The Genesis Machine (teaser)

Lately I have been wanting to try my hand at Little Sound DJ, a native GameBoy tracker to see if it might make a worth addition to our arsenal of chiptune hardware. Quite a few chiptune musicians seem to use it and it has a few differences from the NES in terms of sound.

Early this week I ended up getting enough parts in the mail to start playing around with things and ended up making a neat little song that uses both the GameBoy and NES (actually FamiTracker since I was sort of lazy and haven’t yet exported the sound out to the PowerPak to record it properly):

[soundcloud url=”http://api.soundcloud.com/tracks/16770956″ params=”show_comments=true&auto_play=false&color=340080″ width=”100%” height=”81″ ]

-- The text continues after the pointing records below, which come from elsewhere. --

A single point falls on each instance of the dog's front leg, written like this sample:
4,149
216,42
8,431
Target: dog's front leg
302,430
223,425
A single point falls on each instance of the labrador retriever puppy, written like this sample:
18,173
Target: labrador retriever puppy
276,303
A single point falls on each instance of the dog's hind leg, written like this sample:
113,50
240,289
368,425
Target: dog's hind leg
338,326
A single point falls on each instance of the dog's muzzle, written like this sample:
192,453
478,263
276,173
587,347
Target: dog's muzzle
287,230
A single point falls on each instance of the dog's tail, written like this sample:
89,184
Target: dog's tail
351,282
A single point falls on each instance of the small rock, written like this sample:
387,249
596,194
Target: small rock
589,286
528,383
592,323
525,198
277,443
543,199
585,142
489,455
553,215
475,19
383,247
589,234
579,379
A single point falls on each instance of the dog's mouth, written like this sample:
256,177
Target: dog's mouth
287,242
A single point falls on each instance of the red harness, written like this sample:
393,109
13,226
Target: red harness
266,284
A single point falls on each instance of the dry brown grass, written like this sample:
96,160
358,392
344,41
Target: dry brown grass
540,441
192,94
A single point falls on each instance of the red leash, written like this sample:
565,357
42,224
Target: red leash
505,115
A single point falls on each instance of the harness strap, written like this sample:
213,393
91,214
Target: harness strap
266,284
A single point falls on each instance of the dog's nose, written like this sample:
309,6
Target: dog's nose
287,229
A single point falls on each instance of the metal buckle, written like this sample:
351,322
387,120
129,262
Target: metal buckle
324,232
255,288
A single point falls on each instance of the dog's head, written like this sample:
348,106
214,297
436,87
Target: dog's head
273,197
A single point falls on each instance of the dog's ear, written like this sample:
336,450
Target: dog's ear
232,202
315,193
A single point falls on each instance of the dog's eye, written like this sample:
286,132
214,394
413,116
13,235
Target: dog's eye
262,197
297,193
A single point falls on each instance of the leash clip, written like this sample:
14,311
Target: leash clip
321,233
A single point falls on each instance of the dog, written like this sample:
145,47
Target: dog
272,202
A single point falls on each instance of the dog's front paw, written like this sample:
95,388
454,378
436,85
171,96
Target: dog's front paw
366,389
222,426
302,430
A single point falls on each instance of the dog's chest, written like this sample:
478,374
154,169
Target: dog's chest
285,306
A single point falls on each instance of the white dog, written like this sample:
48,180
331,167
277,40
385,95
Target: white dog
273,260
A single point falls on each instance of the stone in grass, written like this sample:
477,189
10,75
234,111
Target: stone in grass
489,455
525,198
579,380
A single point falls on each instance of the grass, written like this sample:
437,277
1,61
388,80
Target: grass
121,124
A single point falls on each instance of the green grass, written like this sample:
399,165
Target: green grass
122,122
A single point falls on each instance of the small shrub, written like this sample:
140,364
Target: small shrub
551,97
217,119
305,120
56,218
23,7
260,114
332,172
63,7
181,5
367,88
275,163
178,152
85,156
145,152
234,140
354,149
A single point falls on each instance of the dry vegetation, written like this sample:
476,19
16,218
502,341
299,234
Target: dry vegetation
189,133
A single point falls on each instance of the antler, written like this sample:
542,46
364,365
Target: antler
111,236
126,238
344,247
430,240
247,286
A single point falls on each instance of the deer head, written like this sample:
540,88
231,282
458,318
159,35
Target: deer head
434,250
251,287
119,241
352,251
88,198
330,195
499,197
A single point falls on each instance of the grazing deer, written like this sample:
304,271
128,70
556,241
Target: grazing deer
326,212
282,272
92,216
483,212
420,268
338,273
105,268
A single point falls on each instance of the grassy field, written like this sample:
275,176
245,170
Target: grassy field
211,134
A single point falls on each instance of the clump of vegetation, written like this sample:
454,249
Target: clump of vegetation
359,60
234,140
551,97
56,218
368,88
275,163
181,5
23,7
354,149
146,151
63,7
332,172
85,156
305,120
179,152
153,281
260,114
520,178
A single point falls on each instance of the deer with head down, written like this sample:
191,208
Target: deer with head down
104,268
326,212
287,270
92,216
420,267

The song is really just an idea, but it already has a name: "The Genesis Machine." No idea if this will end up being on Chipsurf Pipeline or not but it is a neat little track just the same. You can definitely hear the differences in the audio produced by the GameBoy versus the Nintendo. In fact, I tried making the song using the MMC5 NES mapper for the extra square channels and it didn’t sound at all the same.

This song was a good test to see how involved using both the NES and GameBoy would be. Right now, they are not synced to each other at all, so I cannot hear both parts of the song at the same time without first exporting them out to Live. It makes things a bit more challenging but also more inward – I have to think of the song more in my head before putting it down and, in a way, that is a benefit. I do plan on building the ArdunoBoy so that I can sync the GameBoy via MIDI. I have tried doing that before in FamiTracker and didn’t have much luck. Though a solution to that problem is to get a MidiNES, I tend to prefer the workflow of FamiTracker. I could simply control MidiNES using Renoise if I wanted to keep a tracker-style interface but all the tracks we have composed for Chipsurf Pipeline use FamiTracker. Really, my problem is solved if FamiTracker had more sync options, or even rewire. Then I could compose everything at once and simply have to output the results to an NSF file and dump it on the PowerPak for a final recording run.

In any case, the GameBoy is indeed a worthy addition to my arsenal. Turns out my particular GameBoy is one of the first runs and has issues with the wave/digital output. So I haven’t been able to use what is arguably the coolest feature of using the GameBoy but I have another GameBoy I just purchased off eBay that should work nicely. After that, it’s modding time!